The reality of Finance Minister Michael Wilson’s long-vaunted proposed overhaul of the whole federal tax system, with its promise of simplicity, fairness and “revenue neutral” is starting to hit home. And we don’t like what we see, for it is now apparent that those who save, risk and are successful in accumulating equity capital are going to be the hardest hit by this so-called reform. It is our firm belief that increasing the tax load that penalizes risk takers and entrepreneurs is counter-productive and can only lead to a lower standard of living for all.
We see this Wilson plan as a total departure from the spirit of his initial policy (which we applauded) that ushered in a capital gains tax holiday to encourage investment. Now, not only is that capital gains exemption being drastically reduced, but the very taxes themselves are to be raised. Indeed the top marginal tax rate on capital gains will now rise to over 39%, one of the highest rates of any country in the world. (Britain’s is 30%, the U.S. recently raised its from 20% to 28%).
And while the highly productive flow-through share mechanism has survived this most recent reform program (which again we applauded), it now becomes abundantly clear that the combined effect of the new proposals will substantially reduce those tax incentives heretofore available.
Now, every dollar of savings is to be taxed, including that $1,000 a year in tax-free interest. And looming ominously is a broad-based federal sales tax system that will hit everyone hard, dramatically increasing our cost of living and inducing more inflation.

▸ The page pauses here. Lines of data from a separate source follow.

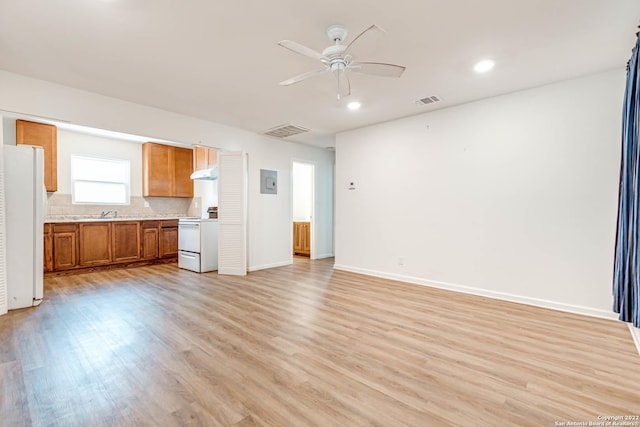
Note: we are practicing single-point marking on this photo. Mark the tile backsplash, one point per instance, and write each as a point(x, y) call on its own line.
point(59, 207)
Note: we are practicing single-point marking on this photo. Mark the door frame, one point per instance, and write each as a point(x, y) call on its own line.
point(314, 168)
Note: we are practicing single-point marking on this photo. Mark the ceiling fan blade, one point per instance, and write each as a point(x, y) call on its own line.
point(302, 77)
point(369, 31)
point(377, 68)
point(302, 50)
point(344, 87)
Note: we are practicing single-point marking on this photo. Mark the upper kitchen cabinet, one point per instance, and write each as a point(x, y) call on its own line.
point(45, 136)
point(166, 170)
point(204, 158)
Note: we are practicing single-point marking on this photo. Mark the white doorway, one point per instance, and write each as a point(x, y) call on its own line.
point(303, 208)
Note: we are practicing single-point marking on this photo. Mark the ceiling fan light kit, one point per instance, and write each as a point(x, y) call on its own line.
point(338, 61)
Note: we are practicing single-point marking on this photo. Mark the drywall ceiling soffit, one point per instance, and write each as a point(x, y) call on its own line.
point(220, 60)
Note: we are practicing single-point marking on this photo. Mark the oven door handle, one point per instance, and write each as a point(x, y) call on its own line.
point(188, 226)
point(186, 255)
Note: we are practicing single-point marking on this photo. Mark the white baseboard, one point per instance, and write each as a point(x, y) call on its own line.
point(265, 266)
point(577, 309)
point(635, 333)
point(323, 256)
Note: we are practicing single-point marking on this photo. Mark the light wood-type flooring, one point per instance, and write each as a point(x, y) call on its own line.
point(302, 345)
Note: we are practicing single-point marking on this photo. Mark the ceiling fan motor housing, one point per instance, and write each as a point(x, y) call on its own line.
point(337, 33)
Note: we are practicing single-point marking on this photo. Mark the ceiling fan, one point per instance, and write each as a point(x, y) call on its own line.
point(337, 60)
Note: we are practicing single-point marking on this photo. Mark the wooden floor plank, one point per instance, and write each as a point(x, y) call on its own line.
point(302, 345)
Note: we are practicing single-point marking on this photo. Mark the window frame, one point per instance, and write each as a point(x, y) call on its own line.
point(126, 182)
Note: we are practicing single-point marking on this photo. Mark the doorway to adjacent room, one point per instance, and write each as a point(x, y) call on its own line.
point(303, 204)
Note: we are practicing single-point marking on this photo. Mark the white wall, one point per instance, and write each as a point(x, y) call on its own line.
point(3, 259)
point(512, 197)
point(302, 174)
point(269, 217)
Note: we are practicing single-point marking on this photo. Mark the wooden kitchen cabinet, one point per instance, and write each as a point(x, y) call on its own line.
point(302, 238)
point(183, 167)
point(204, 158)
point(48, 247)
point(150, 239)
point(169, 239)
point(166, 171)
point(95, 243)
point(125, 241)
point(65, 243)
point(91, 245)
point(45, 136)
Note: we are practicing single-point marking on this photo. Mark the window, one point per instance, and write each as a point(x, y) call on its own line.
point(99, 181)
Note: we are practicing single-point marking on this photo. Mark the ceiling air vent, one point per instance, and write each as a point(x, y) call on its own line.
point(428, 100)
point(286, 130)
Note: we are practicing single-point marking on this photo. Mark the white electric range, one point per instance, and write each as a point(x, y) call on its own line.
point(198, 244)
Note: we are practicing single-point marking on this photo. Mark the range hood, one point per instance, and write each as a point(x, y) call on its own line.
point(210, 174)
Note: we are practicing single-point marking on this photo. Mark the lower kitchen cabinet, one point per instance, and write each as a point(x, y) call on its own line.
point(150, 239)
point(169, 239)
point(125, 241)
point(48, 247)
point(94, 244)
point(65, 243)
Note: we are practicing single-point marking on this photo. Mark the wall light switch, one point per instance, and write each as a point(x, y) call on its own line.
point(268, 182)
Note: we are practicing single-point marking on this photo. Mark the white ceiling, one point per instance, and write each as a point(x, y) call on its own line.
point(219, 60)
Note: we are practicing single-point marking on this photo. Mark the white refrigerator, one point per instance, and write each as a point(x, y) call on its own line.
point(25, 200)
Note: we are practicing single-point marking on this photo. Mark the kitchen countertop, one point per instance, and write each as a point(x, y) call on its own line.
point(107, 219)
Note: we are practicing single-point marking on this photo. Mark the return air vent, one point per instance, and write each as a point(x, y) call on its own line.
point(286, 130)
point(428, 100)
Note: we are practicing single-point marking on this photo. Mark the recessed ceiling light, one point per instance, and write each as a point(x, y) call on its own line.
point(484, 66)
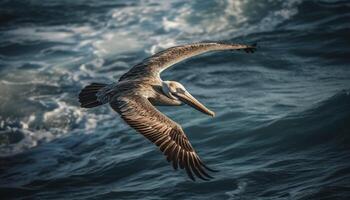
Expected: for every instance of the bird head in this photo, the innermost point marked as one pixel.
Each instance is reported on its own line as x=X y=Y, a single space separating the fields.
x=177 y=91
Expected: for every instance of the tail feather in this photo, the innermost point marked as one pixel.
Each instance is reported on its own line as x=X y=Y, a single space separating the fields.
x=87 y=96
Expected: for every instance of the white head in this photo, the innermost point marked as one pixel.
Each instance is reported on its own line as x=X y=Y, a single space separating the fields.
x=177 y=91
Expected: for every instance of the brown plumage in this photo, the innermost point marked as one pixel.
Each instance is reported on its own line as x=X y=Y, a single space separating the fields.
x=138 y=91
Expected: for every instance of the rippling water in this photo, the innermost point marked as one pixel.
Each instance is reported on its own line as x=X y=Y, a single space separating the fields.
x=283 y=113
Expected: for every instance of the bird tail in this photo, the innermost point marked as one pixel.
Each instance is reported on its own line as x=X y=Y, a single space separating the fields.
x=88 y=95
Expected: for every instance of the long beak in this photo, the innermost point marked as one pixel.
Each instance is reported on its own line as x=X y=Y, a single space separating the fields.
x=191 y=101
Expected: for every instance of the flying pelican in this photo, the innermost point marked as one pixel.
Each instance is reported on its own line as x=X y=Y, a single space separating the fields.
x=140 y=89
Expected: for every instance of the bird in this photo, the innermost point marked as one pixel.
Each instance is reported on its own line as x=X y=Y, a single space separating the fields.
x=137 y=93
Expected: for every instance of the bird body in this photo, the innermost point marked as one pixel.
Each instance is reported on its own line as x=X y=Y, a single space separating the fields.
x=139 y=90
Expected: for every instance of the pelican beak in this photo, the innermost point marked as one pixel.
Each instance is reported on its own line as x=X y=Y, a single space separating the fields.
x=188 y=99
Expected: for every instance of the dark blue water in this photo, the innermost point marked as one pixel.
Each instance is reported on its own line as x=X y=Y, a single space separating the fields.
x=282 y=129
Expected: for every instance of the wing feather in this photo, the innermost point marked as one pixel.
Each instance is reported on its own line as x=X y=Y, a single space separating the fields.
x=141 y=115
x=152 y=67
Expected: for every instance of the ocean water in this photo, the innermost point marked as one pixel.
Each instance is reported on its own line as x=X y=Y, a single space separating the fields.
x=282 y=125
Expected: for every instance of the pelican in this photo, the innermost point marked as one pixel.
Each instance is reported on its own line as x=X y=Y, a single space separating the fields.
x=140 y=89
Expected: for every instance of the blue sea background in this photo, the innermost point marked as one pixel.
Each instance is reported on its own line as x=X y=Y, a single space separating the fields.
x=282 y=121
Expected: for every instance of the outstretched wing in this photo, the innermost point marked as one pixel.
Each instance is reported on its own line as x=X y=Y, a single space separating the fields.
x=152 y=67
x=141 y=115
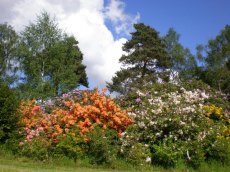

But what truly galls us is the complete lack of any plans to cut federal spending. On the contrary, the feds’ recent White Paper on Defence proposes some staggering new expenditures, including the purchase of 10 foreign-built nuclear submarines at a capital cost of at least $10 billion, not to mention the cost of staffing, operating and servicing them. In our book, this one just about tops the list of Ottawa’s dumbest moves.
It would even help if the Mulroney administration would start trimming spending at the bottom, like the travel expenses of its cabinet ministers jaunting around the world. Again, it galls us to see the likes of External Affairs Minister Joe Clark off to Africa with his retinue to tell the S outh African government how it should run that country. Quite appropriately, their response was “get lost.”
Mr Clark is a key member of a government that has raised taxes to historic high levels and yet can’t help running up $30- billion deficits in what are reasonably good economic times. They have shackled our economy to the point where it is necessary to take over a third of all taxes collected just to service the debt — $26 billion a year (and rising rapidly) just to pay the interest, with no thought whatsoever of any debt retirement.
Most Canadians have seen their tax bite up almost 100% since the present government assumed office. And at the same time, they see the federal debt rise by some $100 billion. And we are telling others how a country should be run?